La première vague féministe portait sur la citoyenneté (les suffragettes réclamaient le droit de vote), la deuxième sur la sexualité (contraception, avortement…), la troisième concerne l’identité. Les concepts de ce néoféminisme – patriarcat, genre, intersectionnalité –, d’importation récente américaine, sont aux yeux de Todd nocives pour une juste compréhension de l’histoire des femmes : cette idéologie « voile plus qu’elle ne transforme la réalité du monde ». Expression d’un ressentiment, elle débouche sur une guerre des sexes.
Dans le sillage de ses précédentes recherches, Todd analyse longuement l’évolution des modèles familiaux depuis le néolithique sur les différents continents. Chez les chasseurs-cueilleurs, au sein d’une famille nucléaire (père + mère + enfants), les hommes chassent et les femmes cueillent : cette division sexuelle du travail est universelle, elle n’est pas une simple construction sociale comme le voudraient les féministes. La domination masculine n’est que relative et très variable, et s’exprime dans les activités collectives (politique, grands travaux, guerre…).
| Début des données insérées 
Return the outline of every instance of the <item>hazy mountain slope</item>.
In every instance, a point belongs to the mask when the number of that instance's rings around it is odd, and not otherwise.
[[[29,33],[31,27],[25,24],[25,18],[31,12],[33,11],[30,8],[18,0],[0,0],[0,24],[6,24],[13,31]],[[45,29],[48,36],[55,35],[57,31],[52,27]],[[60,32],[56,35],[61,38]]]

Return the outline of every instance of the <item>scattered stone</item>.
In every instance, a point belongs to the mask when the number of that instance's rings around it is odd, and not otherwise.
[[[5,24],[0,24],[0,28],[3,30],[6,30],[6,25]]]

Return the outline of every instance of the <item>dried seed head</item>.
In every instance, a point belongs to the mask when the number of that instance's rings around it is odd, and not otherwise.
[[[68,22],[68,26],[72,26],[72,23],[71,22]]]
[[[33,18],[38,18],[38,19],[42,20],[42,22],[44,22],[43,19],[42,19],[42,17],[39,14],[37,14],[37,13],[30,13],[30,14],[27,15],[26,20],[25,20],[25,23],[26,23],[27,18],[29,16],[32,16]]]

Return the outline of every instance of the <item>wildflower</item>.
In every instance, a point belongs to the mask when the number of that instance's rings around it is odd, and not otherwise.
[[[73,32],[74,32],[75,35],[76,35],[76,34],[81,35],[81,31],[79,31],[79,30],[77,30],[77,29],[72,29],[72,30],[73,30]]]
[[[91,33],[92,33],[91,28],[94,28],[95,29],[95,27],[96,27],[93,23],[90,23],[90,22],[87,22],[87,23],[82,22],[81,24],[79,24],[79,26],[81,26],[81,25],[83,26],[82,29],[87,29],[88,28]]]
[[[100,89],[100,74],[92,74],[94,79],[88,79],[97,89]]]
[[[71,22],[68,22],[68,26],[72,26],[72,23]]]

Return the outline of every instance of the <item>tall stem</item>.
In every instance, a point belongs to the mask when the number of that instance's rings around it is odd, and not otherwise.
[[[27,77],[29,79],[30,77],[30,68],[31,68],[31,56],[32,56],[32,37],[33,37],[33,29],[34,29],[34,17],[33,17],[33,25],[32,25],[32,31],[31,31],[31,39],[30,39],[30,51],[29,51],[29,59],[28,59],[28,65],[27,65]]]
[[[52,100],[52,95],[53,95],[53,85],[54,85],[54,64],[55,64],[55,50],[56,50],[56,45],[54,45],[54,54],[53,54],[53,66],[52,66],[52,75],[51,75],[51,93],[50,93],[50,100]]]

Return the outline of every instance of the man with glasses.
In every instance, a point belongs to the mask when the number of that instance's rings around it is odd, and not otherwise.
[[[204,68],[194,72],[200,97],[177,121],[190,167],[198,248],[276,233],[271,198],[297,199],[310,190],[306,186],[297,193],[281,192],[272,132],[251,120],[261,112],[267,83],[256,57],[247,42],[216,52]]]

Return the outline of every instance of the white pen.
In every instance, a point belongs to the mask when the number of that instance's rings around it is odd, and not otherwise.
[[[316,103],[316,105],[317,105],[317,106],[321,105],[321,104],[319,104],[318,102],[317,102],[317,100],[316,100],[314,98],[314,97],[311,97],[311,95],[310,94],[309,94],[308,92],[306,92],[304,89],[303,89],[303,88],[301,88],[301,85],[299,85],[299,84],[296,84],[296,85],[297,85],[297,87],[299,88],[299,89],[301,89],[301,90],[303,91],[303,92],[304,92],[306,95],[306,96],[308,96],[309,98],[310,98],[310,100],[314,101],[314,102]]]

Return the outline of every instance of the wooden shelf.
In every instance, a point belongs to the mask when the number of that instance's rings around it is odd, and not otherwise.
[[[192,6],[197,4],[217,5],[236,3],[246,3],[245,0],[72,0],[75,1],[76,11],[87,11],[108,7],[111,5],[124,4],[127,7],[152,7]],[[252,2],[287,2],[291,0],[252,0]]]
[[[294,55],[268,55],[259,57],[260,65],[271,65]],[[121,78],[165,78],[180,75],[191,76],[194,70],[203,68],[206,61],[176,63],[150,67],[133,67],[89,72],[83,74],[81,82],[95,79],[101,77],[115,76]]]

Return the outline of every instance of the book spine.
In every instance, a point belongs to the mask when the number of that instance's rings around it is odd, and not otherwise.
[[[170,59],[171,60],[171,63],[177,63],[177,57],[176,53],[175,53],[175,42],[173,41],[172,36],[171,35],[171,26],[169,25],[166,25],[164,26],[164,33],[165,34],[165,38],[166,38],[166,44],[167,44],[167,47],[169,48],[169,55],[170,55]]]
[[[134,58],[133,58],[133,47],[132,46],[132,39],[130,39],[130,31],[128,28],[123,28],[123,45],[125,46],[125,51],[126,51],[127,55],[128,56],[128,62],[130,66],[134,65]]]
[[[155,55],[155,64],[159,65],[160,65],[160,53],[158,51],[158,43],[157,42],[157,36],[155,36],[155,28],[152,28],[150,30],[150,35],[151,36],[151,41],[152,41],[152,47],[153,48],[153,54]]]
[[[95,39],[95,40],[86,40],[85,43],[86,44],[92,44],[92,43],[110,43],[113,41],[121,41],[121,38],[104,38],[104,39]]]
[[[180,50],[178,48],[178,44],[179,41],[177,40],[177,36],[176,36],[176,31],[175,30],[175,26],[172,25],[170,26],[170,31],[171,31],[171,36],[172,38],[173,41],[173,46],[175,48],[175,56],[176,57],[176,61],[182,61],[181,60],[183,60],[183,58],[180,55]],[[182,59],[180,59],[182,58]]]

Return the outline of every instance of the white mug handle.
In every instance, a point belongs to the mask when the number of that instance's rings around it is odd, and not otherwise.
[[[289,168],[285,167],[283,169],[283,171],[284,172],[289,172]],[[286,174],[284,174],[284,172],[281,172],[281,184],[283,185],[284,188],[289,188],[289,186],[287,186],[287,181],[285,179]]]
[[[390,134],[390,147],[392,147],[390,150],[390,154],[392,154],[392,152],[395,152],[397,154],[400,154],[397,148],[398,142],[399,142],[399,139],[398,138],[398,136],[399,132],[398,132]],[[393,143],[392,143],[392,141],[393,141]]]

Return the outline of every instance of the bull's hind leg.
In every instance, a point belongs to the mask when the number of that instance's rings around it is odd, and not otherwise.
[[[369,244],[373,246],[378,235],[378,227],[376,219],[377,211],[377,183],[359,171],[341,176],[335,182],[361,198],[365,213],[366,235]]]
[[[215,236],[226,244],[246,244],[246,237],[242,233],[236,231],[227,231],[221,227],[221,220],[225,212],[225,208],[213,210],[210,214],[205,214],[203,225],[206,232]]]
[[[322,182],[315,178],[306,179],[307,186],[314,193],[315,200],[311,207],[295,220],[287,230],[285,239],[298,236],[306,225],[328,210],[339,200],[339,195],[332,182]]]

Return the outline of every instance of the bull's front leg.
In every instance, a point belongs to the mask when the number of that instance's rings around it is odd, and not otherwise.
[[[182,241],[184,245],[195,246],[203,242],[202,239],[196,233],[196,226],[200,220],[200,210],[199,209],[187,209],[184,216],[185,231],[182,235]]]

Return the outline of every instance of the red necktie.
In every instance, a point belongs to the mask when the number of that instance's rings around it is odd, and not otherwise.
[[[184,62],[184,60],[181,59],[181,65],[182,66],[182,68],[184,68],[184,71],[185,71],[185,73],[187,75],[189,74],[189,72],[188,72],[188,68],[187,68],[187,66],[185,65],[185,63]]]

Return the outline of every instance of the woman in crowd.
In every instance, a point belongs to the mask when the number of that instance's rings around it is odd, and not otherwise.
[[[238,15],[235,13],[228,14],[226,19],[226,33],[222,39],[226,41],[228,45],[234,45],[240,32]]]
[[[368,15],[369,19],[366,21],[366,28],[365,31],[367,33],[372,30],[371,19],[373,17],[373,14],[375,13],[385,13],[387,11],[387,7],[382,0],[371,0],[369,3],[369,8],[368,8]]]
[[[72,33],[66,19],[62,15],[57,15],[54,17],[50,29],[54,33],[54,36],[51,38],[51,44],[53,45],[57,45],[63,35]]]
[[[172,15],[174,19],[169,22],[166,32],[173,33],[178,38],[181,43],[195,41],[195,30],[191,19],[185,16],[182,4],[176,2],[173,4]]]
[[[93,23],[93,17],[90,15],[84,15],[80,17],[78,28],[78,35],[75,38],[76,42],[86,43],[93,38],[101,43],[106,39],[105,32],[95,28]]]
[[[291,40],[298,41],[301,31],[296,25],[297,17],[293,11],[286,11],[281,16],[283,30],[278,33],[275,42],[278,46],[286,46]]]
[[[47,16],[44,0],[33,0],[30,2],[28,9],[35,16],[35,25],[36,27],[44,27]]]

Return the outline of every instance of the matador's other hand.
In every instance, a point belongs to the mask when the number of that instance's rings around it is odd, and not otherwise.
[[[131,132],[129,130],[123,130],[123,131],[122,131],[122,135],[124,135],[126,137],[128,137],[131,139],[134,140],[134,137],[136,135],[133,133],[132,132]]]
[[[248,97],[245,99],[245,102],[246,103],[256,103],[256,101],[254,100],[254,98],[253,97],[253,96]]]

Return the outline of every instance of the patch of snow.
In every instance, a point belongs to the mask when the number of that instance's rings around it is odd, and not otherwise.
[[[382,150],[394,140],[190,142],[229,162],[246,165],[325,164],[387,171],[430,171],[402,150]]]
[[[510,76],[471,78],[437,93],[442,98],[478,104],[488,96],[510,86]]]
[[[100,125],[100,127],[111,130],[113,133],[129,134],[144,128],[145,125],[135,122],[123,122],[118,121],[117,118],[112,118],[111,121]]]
Dans un deuxième temps, Todd s’intéresse au rapport du christianisme et du statut des femmes. L’Église a été « un pôle de résistance à la brutalité masculine » ; la sacralisation du mariage a protégé les femmes de l’instabilité des hommes et la modération de la sexualité du viol conjugal. C’est le protestantisme qui fut défavorable aux femmes : Luther donne une place centrale au père de famille, le recul du culte de la Vierge Marie au profit d’Ève la femme pécheresse contribue à un masculinisme. Et c’est précisément en réaction à ce « patricentrisme » protestant que serait né le féminisme dans les pays anglo-américains et scandinaves.
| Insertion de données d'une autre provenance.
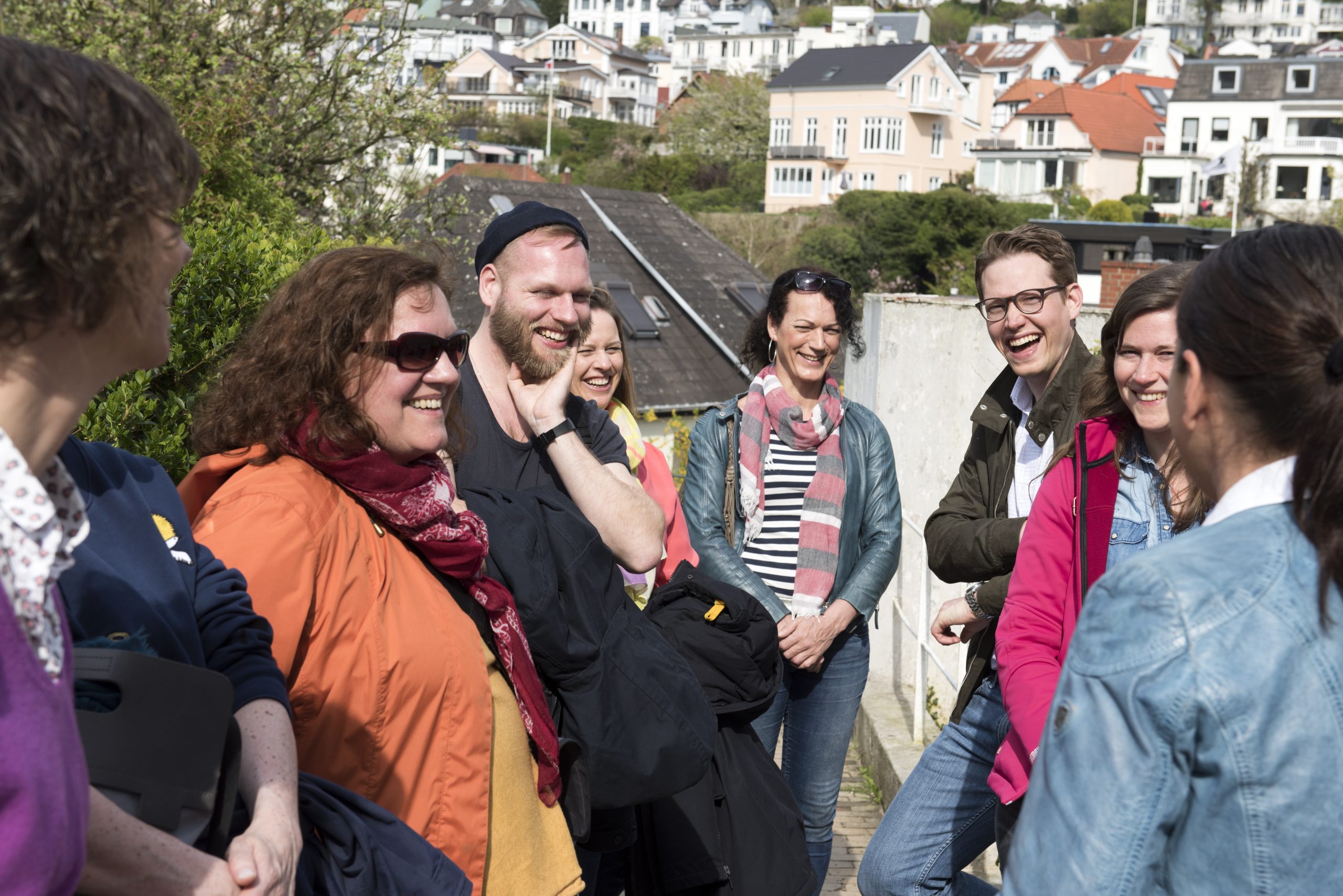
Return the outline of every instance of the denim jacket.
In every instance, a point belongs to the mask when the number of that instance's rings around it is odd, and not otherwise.
[[[1343,892],[1343,629],[1320,625],[1317,574],[1270,504],[1096,583],[1005,893]]]
[[[690,433],[690,457],[686,461],[681,506],[685,508],[690,543],[700,554],[700,569],[753,594],[778,622],[787,614],[783,601],[741,559],[745,514],[740,492],[733,498],[736,527],[731,547],[723,534],[723,479],[728,457],[732,457],[736,469],[735,482],[741,482],[737,433],[741,432],[739,402],[744,394],[696,421]],[[736,421],[731,444],[728,420]],[[839,448],[843,453],[845,500],[839,519],[839,566],[827,604],[834,600],[849,601],[860,616],[869,618],[900,561],[900,486],[896,482],[896,459],[890,451],[890,437],[877,414],[849,400],[843,401]]]
[[[1129,449],[1121,464],[1119,495],[1115,496],[1105,569],[1115,569],[1120,561],[1168,542],[1175,534],[1175,520],[1162,500],[1164,482],[1142,443]]]

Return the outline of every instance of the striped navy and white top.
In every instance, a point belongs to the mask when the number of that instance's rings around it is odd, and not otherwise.
[[[783,605],[792,609],[792,585],[798,577],[798,531],[802,496],[817,475],[817,452],[790,448],[779,433],[770,432],[764,461],[764,523],[747,542],[741,559],[764,579]]]

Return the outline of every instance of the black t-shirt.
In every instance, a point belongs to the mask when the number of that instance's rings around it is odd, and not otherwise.
[[[500,427],[470,361],[462,363],[461,374],[462,384],[458,388],[462,392],[462,410],[466,414],[466,427],[471,437],[466,449],[454,457],[458,487],[533,488],[536,486],[553,486],[568,494],[560,480],[560,473],[544,449],[537,448],[530,441],[516,441]],[[595,401],[569,396],[564,404],[564,416],[573,421],[577,435],[598,461],[629,467],[630,461],[624,453],[624,436],[620,435],[620,428],[611,423],[611,417],[598,408]]]

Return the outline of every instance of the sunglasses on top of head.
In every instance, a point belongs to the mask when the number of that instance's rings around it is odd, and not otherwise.
[[[447,353],[454,368],[461,368],[470,341],[471,334],[466,330],[458,330],[446,339],[432,333],[403,333],[391,342],[364,342],[360,347],[369,354],[391,358],[399,370],[424,373],[438,363],[443,353]]]
[[[834,287],[834,298],[841,302],[849,300],[849,292],[851,290],[849,280],[841,280],[837,276],[822,276],[819,274],[813,274],[811,271],[798,271],[792,275],[792,288],[798,292],[819,292],[826,286]]]

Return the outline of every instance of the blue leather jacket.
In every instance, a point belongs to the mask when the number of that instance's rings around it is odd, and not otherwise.
[[[732,457],[737,471],[736,482],[741,482],[737,433],[741,431],[739,402],[744,394],[696,421],[681,506],[690,543],[700,554],[700,569],[753,594],[778,622],[787,613],[783,601],[741,559],[745,515],[740,494],[733,496],[737,522],[731,547],[723,535],[728,457]],[[728,420],[736,421],[731,444]],[[845,500],[839,520],[839,567],[830,594],[831,600],[849,601],[868,618],[876,612],[877,601],[900,561],[896,459],[890,451],[890,436],[877,414],[847,400],[843,401],[843,421],[839,424],[839,448],[843,452]]]
[[[1086,596],[1005,893],[1339,893],[1343,601],[1289,504],[1135,555]]]

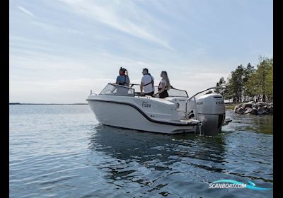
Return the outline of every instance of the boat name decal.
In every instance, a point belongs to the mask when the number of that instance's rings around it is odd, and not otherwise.
[[[142,102],[142,106],[143,107],[151,107],[151,104],[149,104],[149,103],[146,103],[146,102]]]

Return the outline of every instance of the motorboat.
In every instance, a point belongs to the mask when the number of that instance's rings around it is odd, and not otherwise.
[[[91,91],[86,100],[101,124],[139,131],[212,136],[231,121],[225,119],[221,93],[207,93],[197,98],[209,89],[224,88],[212,87],[190,98],[187,91],[172,88],[168,97],[159,98],[142,96],[139,87],[108,83],[99,94]]]

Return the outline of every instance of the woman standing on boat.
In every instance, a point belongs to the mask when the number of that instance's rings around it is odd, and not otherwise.
[[[125,68],[121,67],[120,69],[119,76],[117,77],[116,79],[116,84],[125,86],[129,86],[129,78],[128,76],[128,71]]]
[[[156,97],[157,95],[158,95],[159,98],[164,98],[169,96],[167,91],[168,91],[171,87],[170,81],[166,71],[162,71],[160,76],[162,78],[162,79],[158,85],[158,92],[156,94],[154,94],[154,96]]]

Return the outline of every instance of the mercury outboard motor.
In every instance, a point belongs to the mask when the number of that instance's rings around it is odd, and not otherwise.
[[[209,93],[196,100],[198,120],[202,122],[202,133],[214,136],[219,132],[225,120],[225,106],[223,96]]]

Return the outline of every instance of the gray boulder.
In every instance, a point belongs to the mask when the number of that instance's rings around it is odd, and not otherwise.
[[[246,111],[245,111],[245,112],[243,114],[251,113],[252,112],[253,112],[253,109],[250,108],[250,107],[248,107],[248,108],[246,109]]]
[[[238,114],[243,114],[245,112],[246,110],[243,107],[239,107],[236,109],[236,112]]]
[[[242,107],[243,108],[251,108],[252,107],[252,106],[253,106],[253,105],[252,104],[249,104],[249,103],[243,103],[243,105],[242,105]]]
[[[258,107],[258,114],[261,115],[261,114],[265,114],[266,113],[266,110],[263,107]]]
Comment comprendre l’émancipation des 70 dernières années ? La révolution sexuelle a commencé dès 1965. La légalisation de la pilule et de l’avortement a consacré la perte du pouvoir masculin : « C’est désormais la femme qui décide d’avoir un enfant ou non. » L’arrivée massive des femmes sur le marché du travail les libère de la dépendance économique, « supprime la nécessité du couple humain ». Les femmes font davantage d’études supérieures que les hommes (52 % contre 44 %), instaurant ainsi une « matridominance éducative », et se marient à des hommes de condition moins élevée – renversement complet. Pourtant cette prétendue libération qui s’accompagne d’une anxiété croissante, d’un mal-être social, serait aussi la cause de « l’effondrement final du catholicisme » (thème cher à l’auteur). Elle a aussi pour conséquence d’éroder le sentiment collectif sur fond d’effondrement de la démocratie.
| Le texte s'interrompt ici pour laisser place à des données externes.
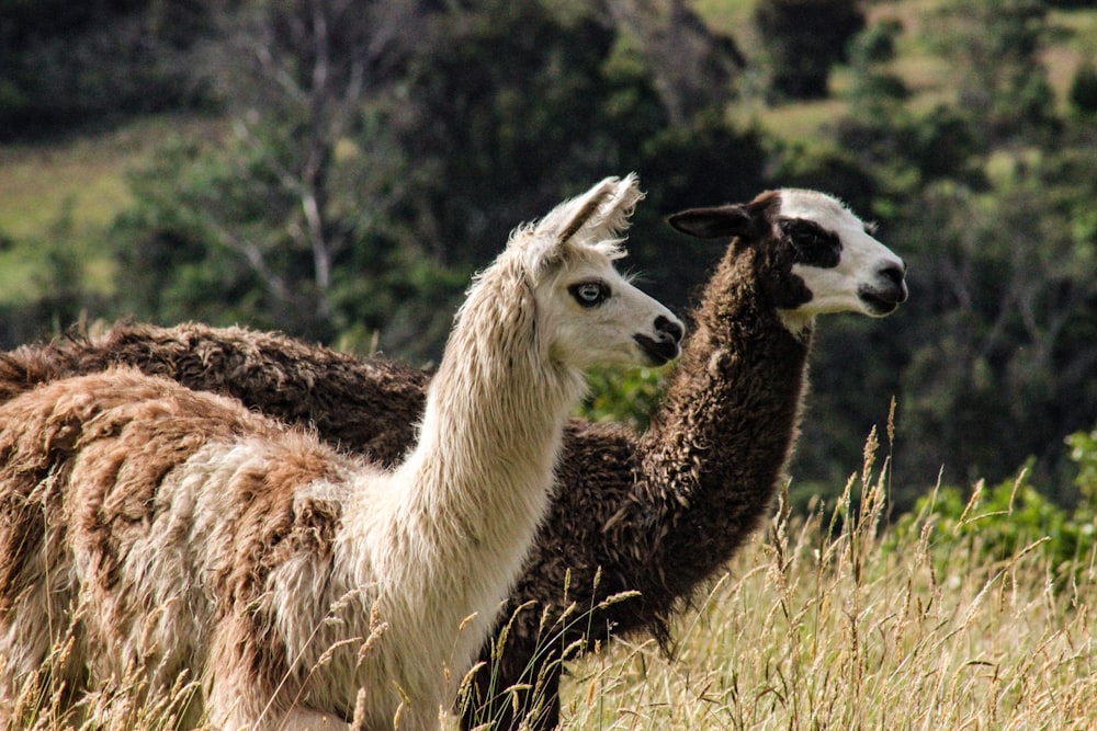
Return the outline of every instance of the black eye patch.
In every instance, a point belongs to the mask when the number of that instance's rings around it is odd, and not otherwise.
[[[815,221],[787,218],[780,221],[781,233],[792,248],[794,264],[834,269],[841,260],[841,240]]]

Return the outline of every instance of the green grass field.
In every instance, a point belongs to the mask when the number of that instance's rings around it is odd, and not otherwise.
[[[1033,535],[988,559],[977,528],[1009,516],[977,501],[957,524],[975,528],[975,538],[939,526],[934,510],[881,530],[886,482],[886,468],[873,476],[870,458],[835,505],[807,518],[778,507],[681,613],[675,658],[635,637],[570,665],[563,728],[1089,728],[1094,546],[1052,566]],[[56,692],[26,701],[42,731],[166,728],[170,698],[142,700],[140,692],[123,679],[91,701],[100,715],[82,724],[60,712]]]

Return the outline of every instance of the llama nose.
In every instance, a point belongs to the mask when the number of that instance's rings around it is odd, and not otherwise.
[[[887,264],[880,270],[880,276],[890,279],[893,284],[903,284],[906,277],[906,262],[902,259],[897,264]]]
[[[661,315],[655,318],[655,329],[666,335],[670,335],[670,339],[676,343],[680,343],[686,335],[686,329],[682,328],[681,323]]]

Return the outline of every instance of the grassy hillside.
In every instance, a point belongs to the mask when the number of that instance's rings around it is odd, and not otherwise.
[[[759,532],[679,616],[674,659],[636,638],[574,663],[563,728],[1088,728],[1094,548],[1056,564],[1048,539],[1031,534],[991,558],[998,547],[979,534],[1011,516],[980,502],[959,522],[929,509],[878,532],[889,478],[871,464],[863,476],[807,519],[779,513]],[[123,684],[97,697],[101,724],[78,728],[163,728],[167,699],[135,692]],[[47,687],[26,699],[34,728],[69,728],[49,697]]]
[[[126,171],[173,134],[216,134],[208,121],[151,117],[117,129],[0,146],[0,304],[37,297],[66,258],[83,287],[109,294],[108,229],[129,203]]]

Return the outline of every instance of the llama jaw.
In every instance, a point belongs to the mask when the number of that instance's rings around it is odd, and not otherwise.
[[[902,275],[896,276],[887,286],[861,285],[857,290],[857,297],[864,305],[866,313],[871,317],[891,315],[906,301],[907,294],[906,282]]]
Le succès du féminisme illustré par #MeToo s’expliquerait par la domination des femmes issues de la petite bourgeoisie dans l’enseignement et la recherche, spécialement dans les sciences humaines, domaine de l’idéologie. À cette évolution s’oppose néanmoins une certaine résistance masculine dans les plus hautes strates sociales (les 4 % supérieurs de la société), notamment celle des dirigeants d’entreprise et des bureaucrates d’État. Ainsi notre société « vit une tension entre matridominance idéologique et patridominance économico-bureaucratique ». La lutte des sexes se double ainsi d’une lutte entre les classes moyennes et les classes supérieures.
On regrette dans ce livre le traitement de l’homosexualité : Todd la considère comme naturelle et universelle, envisage « l’Église catholique comme une vaste institution homosexuelle » qu’il oppose à l’homophobie protestante, relie l’émergence de l’identité gay ou transgenre au rejet obsédant de la sexualité par le christianisme, etc. Ces scories mises de côté, ce livre offre des outils utiles de déconstruction de l’idéologie néoféministe.

Denis Sureau

(1) Emmanuel Todd, Où sont-elles ? Une esquisse de l’histoire des femmes, Seuil, 2022, 390 pages, 23 €.